Épisode 2 - Des colis de Noël pour soutenir les ikastola et les producteurs de Soule

Depuis plus de vingt ans, les deux ikastola de Soule s’associent pour l’opération Ikaskoli. Elles confectionnent à Noël des coffrets cadeaux avec des produits locaux pour financer leurs écoles mais aussi soutenir les producteurs souletins.

Mise à jour : 9 décembre 2025

Avec les ikaskoli, elles ont trouvé le cadeau idéal à mettre sous le sapin. Chaque année, depuis plus de 20 ans, les deux ikastola de Chéraute et d’Alos proposent à Noël des coffrets découverte de produits locaux. Du fromage, des tisanes, des pâtes, de la charcuterie, des jus, des confitures, des gâteaux secs... « Que du bon ! Nous valorisons uniquement des productions artisanales, locales et de qualité », précise Argitxu Ourthiague, l’une des membres de la commission qui porte l’opération.

Une double bonne action

L’initiative remonte au début des années 2000. Pour se développer, les ikastola de Soule cherchent de nouvelles rentrées d’argent. « Les gens ne le savent pas toujours mais dans nos écoles immersives (ikastola), seuls les professeurs sont payés par l’Éducation Nationale. Tout le reste - les assistantes maternelles, les agents d’entretien, le matériel de classe, les sorties scolaires, etc. - dépend de l’activité bénévole. » Parmi les parents d’élèves ou le réseau proche, beaucoup travaillent dans le secteur agricole. Les ikaskoli, c’est l’assurance de faire une double bonne action, en soutenant à la fois les paysans souletins et la langue basque. Au fil des années, une machinerie bien rodée se met en place. A chaque rentrée scolaire, le bureau exécutif d’ikaskoli se réunit pour imaginer le contenu des paquets. Pour plaire au plus grand nombre, les organisateurs essaient de s’adapter aux différentes demandes. « On a lancé il y a peu de temps des colis sans viande, par exemple, ou des colis uniquement bio », décrit Jean-Marc Cazanave, un autre membre de la commission. Une fois les coffrets définis, ils sont mis en vente sur le site Internet de l’opération qui reste ouvert jusqu’à fin novembre.

Une grande chaîne de solidarité

L’an dernier, près de 2500 ikaskoli ont été écoulés.
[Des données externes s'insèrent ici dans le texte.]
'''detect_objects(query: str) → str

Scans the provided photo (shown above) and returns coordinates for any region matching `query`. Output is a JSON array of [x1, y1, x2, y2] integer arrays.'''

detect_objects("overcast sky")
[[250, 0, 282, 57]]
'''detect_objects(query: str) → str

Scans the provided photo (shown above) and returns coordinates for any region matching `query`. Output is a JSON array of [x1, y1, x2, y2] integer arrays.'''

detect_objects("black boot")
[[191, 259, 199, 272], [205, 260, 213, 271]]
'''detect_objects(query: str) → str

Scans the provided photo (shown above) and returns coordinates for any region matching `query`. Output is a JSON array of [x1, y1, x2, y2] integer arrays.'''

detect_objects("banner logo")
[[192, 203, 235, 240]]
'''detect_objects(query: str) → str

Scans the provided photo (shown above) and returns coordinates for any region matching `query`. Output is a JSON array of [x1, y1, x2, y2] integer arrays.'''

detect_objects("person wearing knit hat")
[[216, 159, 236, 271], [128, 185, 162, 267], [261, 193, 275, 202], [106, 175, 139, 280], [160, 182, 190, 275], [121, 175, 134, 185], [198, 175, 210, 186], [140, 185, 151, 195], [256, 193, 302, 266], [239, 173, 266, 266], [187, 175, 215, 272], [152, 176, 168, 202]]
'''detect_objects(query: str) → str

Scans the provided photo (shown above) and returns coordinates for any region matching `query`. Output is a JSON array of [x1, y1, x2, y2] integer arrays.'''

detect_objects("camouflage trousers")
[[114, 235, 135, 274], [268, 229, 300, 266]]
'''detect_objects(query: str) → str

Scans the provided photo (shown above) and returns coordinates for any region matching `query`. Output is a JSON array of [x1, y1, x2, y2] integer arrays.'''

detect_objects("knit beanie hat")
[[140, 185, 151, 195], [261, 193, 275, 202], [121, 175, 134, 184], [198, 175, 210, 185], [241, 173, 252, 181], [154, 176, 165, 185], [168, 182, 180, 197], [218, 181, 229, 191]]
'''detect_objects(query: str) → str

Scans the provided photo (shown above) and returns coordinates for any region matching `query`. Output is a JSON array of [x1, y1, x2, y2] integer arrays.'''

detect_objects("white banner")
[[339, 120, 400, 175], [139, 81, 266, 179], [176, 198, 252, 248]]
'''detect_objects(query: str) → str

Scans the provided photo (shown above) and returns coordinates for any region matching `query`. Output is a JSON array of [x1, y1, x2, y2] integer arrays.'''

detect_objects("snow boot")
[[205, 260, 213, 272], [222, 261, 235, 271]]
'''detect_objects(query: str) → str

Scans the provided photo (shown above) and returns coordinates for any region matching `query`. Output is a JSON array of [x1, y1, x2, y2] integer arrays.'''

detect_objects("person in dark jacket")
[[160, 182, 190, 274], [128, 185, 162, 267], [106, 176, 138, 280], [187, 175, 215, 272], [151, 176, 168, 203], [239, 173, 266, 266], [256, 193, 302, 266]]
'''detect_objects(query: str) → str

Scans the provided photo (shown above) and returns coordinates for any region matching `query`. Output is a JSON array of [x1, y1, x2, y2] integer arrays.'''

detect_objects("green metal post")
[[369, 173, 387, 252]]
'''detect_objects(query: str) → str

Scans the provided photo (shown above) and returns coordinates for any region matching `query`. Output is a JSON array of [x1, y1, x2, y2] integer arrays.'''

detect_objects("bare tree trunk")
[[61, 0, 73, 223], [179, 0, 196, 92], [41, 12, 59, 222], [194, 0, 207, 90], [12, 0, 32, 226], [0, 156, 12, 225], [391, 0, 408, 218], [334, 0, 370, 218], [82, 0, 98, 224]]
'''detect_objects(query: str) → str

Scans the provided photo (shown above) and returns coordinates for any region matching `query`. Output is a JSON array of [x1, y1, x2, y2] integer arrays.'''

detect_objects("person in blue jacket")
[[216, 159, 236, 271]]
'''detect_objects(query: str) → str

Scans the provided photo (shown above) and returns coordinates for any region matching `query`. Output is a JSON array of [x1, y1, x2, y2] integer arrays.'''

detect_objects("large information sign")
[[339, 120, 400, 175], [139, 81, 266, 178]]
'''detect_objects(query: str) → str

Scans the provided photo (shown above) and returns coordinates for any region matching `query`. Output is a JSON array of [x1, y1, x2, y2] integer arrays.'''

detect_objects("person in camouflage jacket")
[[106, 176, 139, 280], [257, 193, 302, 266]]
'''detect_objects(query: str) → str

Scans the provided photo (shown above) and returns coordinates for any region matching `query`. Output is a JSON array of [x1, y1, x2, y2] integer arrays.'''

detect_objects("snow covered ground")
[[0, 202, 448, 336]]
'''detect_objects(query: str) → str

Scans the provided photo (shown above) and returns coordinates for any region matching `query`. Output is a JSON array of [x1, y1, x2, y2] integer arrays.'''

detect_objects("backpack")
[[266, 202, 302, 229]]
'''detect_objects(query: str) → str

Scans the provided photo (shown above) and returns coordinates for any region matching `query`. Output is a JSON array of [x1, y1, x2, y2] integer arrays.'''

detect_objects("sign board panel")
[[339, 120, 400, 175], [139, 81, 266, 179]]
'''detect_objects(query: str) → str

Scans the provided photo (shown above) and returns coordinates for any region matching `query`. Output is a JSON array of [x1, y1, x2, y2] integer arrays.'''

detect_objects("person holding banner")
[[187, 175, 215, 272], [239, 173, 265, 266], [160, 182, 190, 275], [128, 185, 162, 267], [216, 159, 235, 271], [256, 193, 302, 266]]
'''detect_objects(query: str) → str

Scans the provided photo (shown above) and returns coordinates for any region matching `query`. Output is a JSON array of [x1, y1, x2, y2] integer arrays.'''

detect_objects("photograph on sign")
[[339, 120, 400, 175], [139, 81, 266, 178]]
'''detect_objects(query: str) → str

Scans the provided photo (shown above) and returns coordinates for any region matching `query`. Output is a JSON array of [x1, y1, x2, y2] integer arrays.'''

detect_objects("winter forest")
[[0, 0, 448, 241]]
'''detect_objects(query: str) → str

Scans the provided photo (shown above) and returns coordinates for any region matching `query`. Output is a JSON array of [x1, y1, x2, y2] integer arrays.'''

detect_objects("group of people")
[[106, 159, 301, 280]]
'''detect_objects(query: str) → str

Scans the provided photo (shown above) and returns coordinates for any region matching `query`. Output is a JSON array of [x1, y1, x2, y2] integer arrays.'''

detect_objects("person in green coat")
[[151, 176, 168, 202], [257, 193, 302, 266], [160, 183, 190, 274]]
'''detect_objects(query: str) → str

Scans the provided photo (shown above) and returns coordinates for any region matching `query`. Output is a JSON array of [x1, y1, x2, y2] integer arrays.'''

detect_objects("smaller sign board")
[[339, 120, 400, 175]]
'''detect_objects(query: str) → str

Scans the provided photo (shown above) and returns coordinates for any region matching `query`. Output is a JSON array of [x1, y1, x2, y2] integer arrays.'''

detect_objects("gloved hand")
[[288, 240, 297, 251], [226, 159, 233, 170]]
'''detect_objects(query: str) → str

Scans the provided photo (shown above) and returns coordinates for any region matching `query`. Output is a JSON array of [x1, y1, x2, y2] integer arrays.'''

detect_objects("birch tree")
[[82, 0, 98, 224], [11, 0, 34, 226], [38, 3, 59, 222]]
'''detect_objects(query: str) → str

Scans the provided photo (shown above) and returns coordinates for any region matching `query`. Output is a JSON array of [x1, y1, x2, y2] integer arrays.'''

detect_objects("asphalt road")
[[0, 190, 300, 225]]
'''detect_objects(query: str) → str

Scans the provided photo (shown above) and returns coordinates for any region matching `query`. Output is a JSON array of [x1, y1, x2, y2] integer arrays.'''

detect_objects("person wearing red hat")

Un succès qui grandit un peu plus chaque année. « Aujourd’hui, le dispositif est bien calibré par rapport à nos moyens, on ne pourrait pas faire beaucoup plus », tempèrent les organisateurs. Car la confection et l’acheminement des commandes doit pouvoir suivre derrière. Pour envoyer les cadeaux en temps et en heure, les familles des deux ikastola se retrouvent pendant toute une journée, quelques semaines avant le début des fêtes. « C’est un vrai marathon mais aussi un moment de convivialité qu’on partage tous ensemble. Ça nous permet de créer des liens entre parents, d’apprendre à mieux nous connaître », apprécie Argitxu Ourthiague. Chacun a un poste bien défini. Il y a ceux qui remplissent les colis, ceux qui les emballent et ceux qui iront les livrer. Près de cent lieux de retrait sont aujourd’hui partenaires de l’opération, une majorité au Pays Basque Sud d’où sont passées l’essentiel des commandes. Tous sont bénévoles, comme Sébastien Aguer qui tient le restaurant Zamaia à Bayonne. Souletin lui aussi, il a rejoint le mouvement il y a quatre ans, par conviction. « Je trouve le concept génial, ce sont des produits de qualité qui aident en plus les enfants de Soule. » Chaque année, il sert une vingtaine de clients. « On a un bon de commande, je vérifie simplement l’identité des personnes. C’est très rapide ! »

Cette grande chaîne de solidarité qui s’est formée entre des producteurs, des commerçants et des acheteurs anonymes, c’est sans doute ce qui rend ces parents d’élèves les plus fiers aujourd’hui. « Sans cette aide, nous ne pourrions pas boucler nos budgets », explique Jean-Marc Cazanave. Une générosité qu’ils tentent de rendre à leur tour en s’impliquant dans la vie culturelle du territoire. « Pour des ventes de talos, des repas, des tournois de mus. On organise aussi chaque année une pièce de théâtre, un triathlon. Dès qu’il s’agit de valoriser la langue basque, nous essayons de répondre présents », concluent les deux volontaires.